Intuitively, by training to match image content to textual descriptions, VLMs can learn region-sensitive and discriminative features that transfer to object recognition. Surprisingly, the frozen VLM features contain rich information that is both region sensitive for object shape description (second column below) and discriminative for region classification (third column below). In fact, feature grouping can nicely delineate object boundaries without any supervision. This motivates us to investigate the use of frozen VLMs for open vocabulary object recognition to extend recognition beyond a limited set of annotated categories.
We explore the potential of frozen vision and language features for open vocabulary recognition. K-Means feature clustering reveals rich semantic and region-sensitive information where object boundaries are well delineated (column 2). The same frozen features may well classify the ground truth (GT) regions without refinement (column 3). |
Presented at ICLR 2023, “F-VLM: Open Vocabulary Object Recognition on Frozen Vision and Language Models,” we present a simple and scalable open vocabulary detection approach built on frozen VLMs. F-VLM reduces the complexity of training an open vocabulary detector to the level of the complexity of a standard detector, eliminating the need for knowledge distillation, detection-specific pre-training, or weakly supervised learning. We show that by fully preserving the knowledge of pre-trained VLMs, F-VLM maintains a similar philosophy to ViTDet and decouples detector-specific learning from the more agnostic vision knowledge in the detector backbone. We will also publish the F-VLM code along with the demo on our project page.

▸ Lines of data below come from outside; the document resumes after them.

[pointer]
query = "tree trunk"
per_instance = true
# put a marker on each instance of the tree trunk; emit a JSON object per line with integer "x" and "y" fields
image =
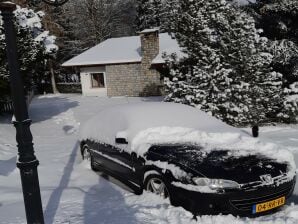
{"x": 53, "y": 81}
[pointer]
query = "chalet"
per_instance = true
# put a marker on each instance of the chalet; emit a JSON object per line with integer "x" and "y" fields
{"x": 126, "y": 66}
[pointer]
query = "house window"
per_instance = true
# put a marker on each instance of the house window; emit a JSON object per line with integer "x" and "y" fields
{"x": 97, "y": 80}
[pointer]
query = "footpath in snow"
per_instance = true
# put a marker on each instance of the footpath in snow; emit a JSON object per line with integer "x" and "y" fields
{"x": 72, "y": 193}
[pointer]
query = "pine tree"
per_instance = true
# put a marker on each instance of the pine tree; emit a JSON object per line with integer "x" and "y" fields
{"x": 278, "y": 19}
{"x": 151, "y": 14}
{"x": 35, "y": 45}
{"x": 227, "y": 69}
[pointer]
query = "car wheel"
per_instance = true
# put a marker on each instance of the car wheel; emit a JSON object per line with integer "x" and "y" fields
{"x": 92, "y": 164}
{"x": 156, "y": 184}
{"x": 86, "y": 153}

Learning frozen vision and language models
We want to preserve the knowledge of pre-trained VLMs to minimize the effort and cost needed to adapt them to open vocabulary detection. We use a frozen VLM image encoder as the backbone of the detector and a text encoder to cache text embeddings for offline data dictionary recognition. We take this VLM backbone and attach a detector head that predicts object regions for localization and outputs detection scores that indicate the probability of a certain category of detected box. The detection scores are the cosine similarity of the features of the region (the bounded set of cells output by the detector head) and the text embeddings of the category. Category text embedding is obtained by providing category names through a pre-trained VLM text model (which has both image and text models)r.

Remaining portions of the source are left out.